A model learns the world by guessing the next token

Almost everything a frontier model knows is learned in one stage, playing one game: predict the next token, trillions of times, over a large slice of the internet. No human writes the answers. The text is the answer key. Understanding pretraining explains why models hallucinate, why scale works, and why the chat tuning that comes later can only redirect what pretraining already built.

The game: next-token prediction

Pretraining is self-supervised, which is a precise idea worth unpacking. There is no labeled dataset of questions and correct answers. Instead, the training signal comes for free from the text itself: take a passage, hide what comes next, and ask the model to predict it. The true next token is already sitting in the data, so every chunk of text generates millions of prediction problems automatically.

Concretely, the model reads a sequence of tokens and outputs a probability distribution over its entire vocabulary for what comes next. If the sentence so far is The capital of France is, a well-trained model puts most of its probability mass on Paris. The training objective compares that predicted distribution to the actual next token and nudges the weights to make the right answer more likely next time.

What the loss curve actually measures

The quantity being minimized is cross-entropy loss — roughly, the average surprise of the model when it sees the true next token. A loss that drops means the model is less surprised by real text, which means it has learned regularities: spelling, then grammar, then facts, then reasoning patterns, then style. A closely related number, perplexity, is just the exponential of that loss and is often quoted instead because it has an intuitive reading — “effectively how many tokens the model is choosing between.”

The curve falls fast at first (learning that text is mostly common words and valid grammar is cheap) and then settles into a long, slow grind where each increment of improvement costs disproportionately more compute. That shape is not a bug; it is the empirical signature behind scaling laws, which predict exactly how loss falls as you add parameters, data, and compute (see the scaling laws explainer).

What the model actually learns

Here is the subtle part. The model is only ever optimized to predict the next token — yet to do that well across the whole internet, it is forced to build internal machinery far richer than autocomplete. To predict the next token in a chess transcript it benefits from tracking the board. To predict the next token after a math problem it benefits from doing the arithmetic. To predict the next token in a story it benefits from modeling characters and intent. Capabilities emerge as instrumental side effects of getting the prediction right.

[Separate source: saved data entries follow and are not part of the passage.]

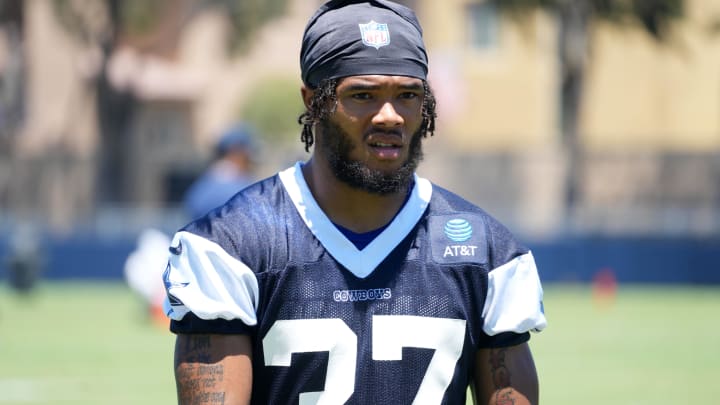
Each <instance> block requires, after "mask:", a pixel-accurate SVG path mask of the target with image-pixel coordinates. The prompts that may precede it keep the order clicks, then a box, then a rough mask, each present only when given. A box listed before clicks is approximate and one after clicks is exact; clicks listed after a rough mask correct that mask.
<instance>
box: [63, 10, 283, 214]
mask: <svg viewBox="0 0 720 405" xmlns="http://www.w3.org/2000/svg"><path fill="white" fill-rule="evenodd" d="M286 3H287V0H151V1H148V0H53V5H54V10H55V13H56V15H57V17H58V19H59V21H60V22H61V23H62V25H63V27H64V28H65V29H66V30H67V31H68V32H69V33H71V34H73V35H74V36H75V37H76V38H77V39H78V40H80V41H81V42H83V43H84V44H85V45H86V46H88V48H94V49H96V50H97V52H96V53H97V55H98V59H99V63H98V70H97V73H96V77H94V78H93V81H92V84H93V85H94V86H96V90H97V111H98V121H99V126H100V137H101V142H100V143H101V147H100V148H101V149H100V151H99V156H98V161H99V162H100V163H99V165H100V168H99V169H100V173H101V174H100V182H99V186H100V190H99V194H100V195H99V197H100V198H101V200H105V201H110V202H118V201H123V199H124V198H125V196H126V195H128V192H127V191H128V190H126V189H127V188H128V187H131V186H132V185H131V184H130V182H129V181H128V179H125V178H124V177H125V176H126V175H127V173H128V171H127V170H126V166H127V165H130V164H132V163H131V160H130V159H129V156H128V154H129V153H128V149H127V148H128V145H127V142H126V141H125V139H124V138H125V135H126V133H127V131H128V128H129V125H130V124H131V122H132V117H133V113H134V111H135V110H136V107H137V100H136V98H135V95H134V94H132V91H131V90H127V89H125V90H123V89H117V88H115V87H114V86H113V85H112V84H111V83H110V81H109V78H108V74H107V69H106V68H107V63H108V61H109V59H110V57H111V56H112V55H113V53H114V52H115V51H116V50H117V49H118V48H119V47H120V46H130V47H132V48H134V49H136V50H138V51H140V52H143V53H149V54H154V55H157V56H161V57H162V56H164V57H172V56H173V55H174V53H175V51H176V50H177V45H178V44H177V41H178V40H179V38H180V33H181V31H182V29H183V28H184V27H185V26H186V24H187V22H188V21H190V20H191V19H192V18H193V17H195V16H196V15H198V14H199V13H201V12H204V11H206V10H208V9H212V8H215V9H219V10H221V11H222V14H223V15H225V16H227V18H228V26H229V28H230V30H229V33H228V36H227V41H228V42H227V44H226V45H227V50H228V53H229V56H230V55H231V54H233V53H238V52H242V51H243V50H244V49H245V48H246V46H247V45H248V44H249V43H250V42H251V39H252V34H253V33H254V32H255V31H256V30H257V29H258V28H260V27H261V26H262V25H263V24H264V23H265V22H267V21H268V20H270V19H272V18H274V17H277V16H280V15H281V14H283V13H284V12H285V8H286ZM107 179H113V181H112V182H108V181H107Z"/></svg>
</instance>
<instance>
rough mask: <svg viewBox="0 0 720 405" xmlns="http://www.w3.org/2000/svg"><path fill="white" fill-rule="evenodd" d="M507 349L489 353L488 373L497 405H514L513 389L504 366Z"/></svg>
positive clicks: (495, 402)
mask: <svg viewBox="0 0 720 405" xmlns="http://www.w3.org/2000/svg"><path fill="white" fill-rule="evenodd" d="M506 351H507V349H505V348H501V349H497V350H492V351H491V352H490V372H491V373H492V379H493V385H494V386H495V398H494V399H495V402H494V403H496V404H497V405H512V404H514V403H515V399H514V398H513V397H514V396H513V389H512V387H511V385H512V384H511V382H510V370H509V369H508V368H507V365H506V364H505V353H506Z"/></svg>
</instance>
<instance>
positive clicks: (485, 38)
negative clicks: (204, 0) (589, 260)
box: [0, 0, 720, 236]
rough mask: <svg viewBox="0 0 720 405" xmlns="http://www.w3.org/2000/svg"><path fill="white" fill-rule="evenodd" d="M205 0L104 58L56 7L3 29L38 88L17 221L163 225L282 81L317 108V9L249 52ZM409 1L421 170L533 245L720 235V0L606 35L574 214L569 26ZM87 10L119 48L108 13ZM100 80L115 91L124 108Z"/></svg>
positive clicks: (180, 6) (180, 9)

This is why a raw pretrained model is called a base model: it has absorbed enormous knowledge and competence, but its only drive is to continue text plausibly. Ask it a question and it might answer — or it might continue with three more questions, because in its training data a question is often followed by more questions. It knows a great deal and intends nothing.

The data is the product

Because the model learns the distribution of its training text, the composition of that text is the single biggest lever on what it becomes. Modern pretraining corpora are tens of trillions of tokens, assembled from filtered web crawls, code, books, and curated sources, then heavily deduplicated and quality-filtered. The FineWeb work (covered in its own explainer) showed that better filtering can beat simply adding more raw data at the same compute budget — the cleaning pipeline is part of the model, not preprocessing trivia.

It also explains the limits. A base model cannot know what was absent from or underrepresented in its corpus, and it will faithfully reproduce the biases, errors, and stale facts present in it. Hallucination is the same machinery working as designed: when the most plausible continuation is a confident-sounding fabrication, that is what next-token prediction produces.

Why pretraining sets the ceiling

Pretraining consumes the overwhelming majority of the compute that goes into a model — the later alignment stages are comparatively tiny. That budget asymmetry has a consequence: fine-tuning and RLHF mostly surface and shape capabilities that pretraining already created. They teach the base model to behave like a helpful assistant, to follow instructions, and to refuse harmful requests, but they rarely install a brand-new skill the base model could not already approximate.

That is the mental model to carry forward: pretraining decides what is possible; the alignment stages decide what is convenient and safe. The next two explainers — fine-tuning / SFT and the RLHF pipeline — pick up exactly where this one ends: with a knowledgeable base model that does not yet know it is supposed to help you.